The article covers much more territory in addition to the excerpts above:
The Natural Progression of the Disease of Addiction
The disease of addiction is characterized by progressive stages. It always starts with occasional reward-driven use, which then progresses to steady (albeit non-addictive) reward-driven use. Reward-driven use progresses to habit-driven use, and habit-driven use progresses to compulsive use
Addiction and Physical Dependence – Different Phenomena and Different Brain Substrates
It is very important to realize that addiction and physical dependence are different phenomena with different underlying brain substrates.
Physical dependence results from the development of pharmacological tolerance, and manifests itself upon abrupt discontinuation of drug administration (or administration of an antagonist drug).
Addiction is a chronic progressively deteriorating disease characterized by compulsive drug use in the presence of harm to the addict and to the addict’s life.
Addiction is commonly described as the “Disease of the 5 Cs” –
Continued Compulsive drug use despite injurious Consequences, coupled with loss of Control and persistent drug Craving.
Many drugs (including, but not limited to, antihypertensives, cardiac medications, and asthma medications) produce pronounced physical dependence but are not addictive.
Some drugs (e.g., cocaine) are highly addicting but produce little or no physical dependence.
Persistent Drug Craving and Relapse – The Real Clinical Problem in Addiction
it is extremely difficult to overcome the persistent drug cravings that the abstinent addict is left with after achieving (often with great difficulty) abstinence.
This is why acute “detoxification” programs are almost invariably clinical failures in treating drug addiction.
Indeed, the failure rate is so high that physicians running such programs may be reasonably said to be engaging in medical malpractice.
Perhaps that’s why most “recovery programs” aren’t run by doctors: they know they’d be sued for calling abstinence (the 12-step approach) an appropriate medical treatment for addiction.
The Disentanglement of Important Addiction-Related Phenomena
a number of important phenomena are often confused, even among medical and other professionals who deal routinely with drug addiction and with patients impacted by it.
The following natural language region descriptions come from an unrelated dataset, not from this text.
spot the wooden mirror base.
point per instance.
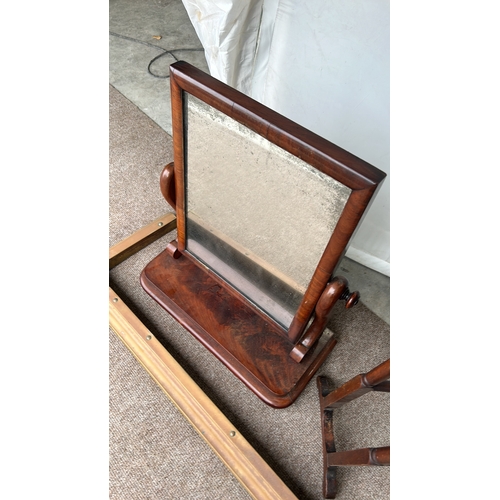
(253, 347)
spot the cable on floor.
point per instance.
(165, 52)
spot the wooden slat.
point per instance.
(141, 239)
(233, 449)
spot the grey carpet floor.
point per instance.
(154, 452)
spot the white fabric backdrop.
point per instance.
(323, 64)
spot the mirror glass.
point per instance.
(256, 215)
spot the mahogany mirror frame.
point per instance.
(274, 362)
(362, 178)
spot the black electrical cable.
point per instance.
(165, 51)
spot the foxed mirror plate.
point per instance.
(257, 215)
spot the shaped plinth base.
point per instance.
(254, 348)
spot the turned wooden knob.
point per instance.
(352, 299)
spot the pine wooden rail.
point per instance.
(232, 448)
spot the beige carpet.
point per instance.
(154, 452)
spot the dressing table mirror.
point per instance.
(265, 211)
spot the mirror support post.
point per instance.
(334, 290)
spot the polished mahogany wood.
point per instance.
(376, 379)
(362, 178)
(254, 348)
(275, 363)
(335, 290)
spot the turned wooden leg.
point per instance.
(375, 380)
(329, 471)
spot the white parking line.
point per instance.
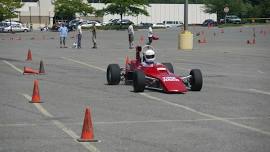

It is important to disentangle these phenomena.
- First, abusive drug-taking behavior is initially reward-driven (the drug-induced “high”), and is directly referable to drug-induced activation of the ventral tegmental area-nucleus accumbens reward circuitry.
- Second, abusive drug-seeking and drug-taking behavior becomes, with time, habit-driven rather than reward-driven. This transition arguably defines the onset of addictive drug-seeking behavior,
- Third, addiction and physical dependence are different phenomena
- Fourth, opiate- or cannabinoid-induced analgesia are distinct phenomena – having nothing to do with opiate-induced or cannabinoid-induced addictive drug-taking behavior.